Nürnberg Das Modehaus Rudolf Wöhrl will mit einer Sanierung in Eigenregie eine drohende Insolvenz verhindern. Die Hauptversammlung des Nürnberger Textilhandelsunternehmens mit knapp 2000 Mitarbeitern habe dafür ein sogenanntes Schutzschirmverfahren beschlossen, teilte die Rudolf Wöhrl AG in der Nacht zum Dienstag mit: „Ziel ist es, die Wöhrl Gruppe als Ganzes zu erhalten und nachhaltig in die Profitabilität zurückzuführen.“ Das Unternehmen hat nun drei Monate Zeit für einen Sanierungsplan.

Zudem sucht Wöhrl nach einem Investor. Die Eigentümerfamilie habe ihre Bereitschaft zu einer unternehmerischen Partnerschaft erklärt, hieß es – gegebenenfalls auch als Minderheitsgesellschafter. Das operative Geschäft an den 34 Standorten der Gruppe in Ost- und Süddeutschland soll zunächst ohne Einschränkungen weiterlaufen. Defizitäre Filialen ohne Wachstumspotenzial sollen aber geschlossen und ein Online-Shop aufgebaut werden. Welche Filialen betroffen sind, sei noch unklar, sagte Unternehmenssprecher Frank Elsner.

Zudem soll die Verwaltung am Standort Nürnberg, die in der Branche als überdimensioniert gilt, umziehen und verkleinert werden. Wie sich die Maßnahmen auf die Mitarbeiterzahl auswirken, ist ebenfalls noch nicht bekannt. Klar sei aber: „Es wird zu Veränderungen kommen. Und es wird auch zu Einschnitten beim Personal führen.“

Das Schutzschirmverfahren schützt in die Krise geratene Unternehmen vor dem Zugriff der Gläubiger, ohne dass die Betriebe bereits Insolvenz anmelden müssen. Die Geschäftsführung kann das Unternehmen weiter lenken und selbstständig sanieren. Ihr wird allerdings ein Anwalt als Sachwalter und externer Berater zur Seite gestellt.

Für das Geschäftsjahr 2015/2016 (1. August bis 31. Juli) erwartet der Vorstand nach vorläufigen Berechnungen einen weiteren Rückgang des Konzernumsatzes von 316 auf rund 300 Millionen Euro.
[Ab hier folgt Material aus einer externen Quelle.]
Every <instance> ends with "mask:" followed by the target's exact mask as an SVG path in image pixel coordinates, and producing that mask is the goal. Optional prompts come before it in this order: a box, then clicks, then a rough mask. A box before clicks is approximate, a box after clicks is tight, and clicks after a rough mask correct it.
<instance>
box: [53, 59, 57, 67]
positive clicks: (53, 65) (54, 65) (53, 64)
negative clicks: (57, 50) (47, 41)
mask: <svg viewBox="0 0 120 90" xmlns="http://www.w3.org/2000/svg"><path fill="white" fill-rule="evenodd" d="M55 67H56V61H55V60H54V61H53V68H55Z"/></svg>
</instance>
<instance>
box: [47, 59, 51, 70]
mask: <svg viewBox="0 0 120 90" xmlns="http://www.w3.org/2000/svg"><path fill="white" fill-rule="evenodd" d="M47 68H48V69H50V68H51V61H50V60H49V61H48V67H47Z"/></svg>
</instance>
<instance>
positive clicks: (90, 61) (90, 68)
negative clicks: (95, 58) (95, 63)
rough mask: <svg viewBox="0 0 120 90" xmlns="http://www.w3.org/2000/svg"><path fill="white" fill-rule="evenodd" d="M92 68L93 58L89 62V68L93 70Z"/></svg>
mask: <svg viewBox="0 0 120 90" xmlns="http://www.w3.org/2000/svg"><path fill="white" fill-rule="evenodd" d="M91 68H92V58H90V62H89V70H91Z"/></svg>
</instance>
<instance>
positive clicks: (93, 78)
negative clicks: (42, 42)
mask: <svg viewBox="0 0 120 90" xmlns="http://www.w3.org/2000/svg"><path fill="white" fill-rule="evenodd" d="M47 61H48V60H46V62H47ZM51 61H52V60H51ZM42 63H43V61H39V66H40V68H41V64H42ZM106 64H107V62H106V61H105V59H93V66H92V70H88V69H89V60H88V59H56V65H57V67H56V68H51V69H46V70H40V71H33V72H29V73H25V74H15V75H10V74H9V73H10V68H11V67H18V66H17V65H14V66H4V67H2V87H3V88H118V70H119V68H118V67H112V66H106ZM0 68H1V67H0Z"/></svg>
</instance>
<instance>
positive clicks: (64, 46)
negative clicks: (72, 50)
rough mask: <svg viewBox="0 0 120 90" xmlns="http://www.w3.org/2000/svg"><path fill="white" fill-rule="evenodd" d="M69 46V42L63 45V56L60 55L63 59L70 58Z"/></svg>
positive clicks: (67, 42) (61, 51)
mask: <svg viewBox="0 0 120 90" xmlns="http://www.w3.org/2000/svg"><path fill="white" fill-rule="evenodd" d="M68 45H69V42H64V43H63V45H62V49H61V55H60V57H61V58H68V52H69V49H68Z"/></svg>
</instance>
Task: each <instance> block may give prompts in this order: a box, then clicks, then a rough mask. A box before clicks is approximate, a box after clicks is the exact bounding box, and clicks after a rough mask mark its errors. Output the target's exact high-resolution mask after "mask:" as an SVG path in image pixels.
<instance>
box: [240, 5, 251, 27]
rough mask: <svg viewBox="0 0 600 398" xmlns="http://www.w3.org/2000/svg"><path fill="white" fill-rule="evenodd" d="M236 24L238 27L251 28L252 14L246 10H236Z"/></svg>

Der Jahresfehlbetrag werde voraussichtlich höher ausfallen als im Vorjahr (1,0 Millionen Euro).

Als Gründe nannte das Unternehmen ein schwächeres operatives Geschäft und geringere Sondererträge als geplant. Der negative Trend im deutschen Textileinzelhandel und das veränderte Kaufverhalten der Verbraucher – zunehmendes Online-Shopping und eine geringere Marken- und Filialtreue - machten eine Sanierung des Modehauses erforderlich.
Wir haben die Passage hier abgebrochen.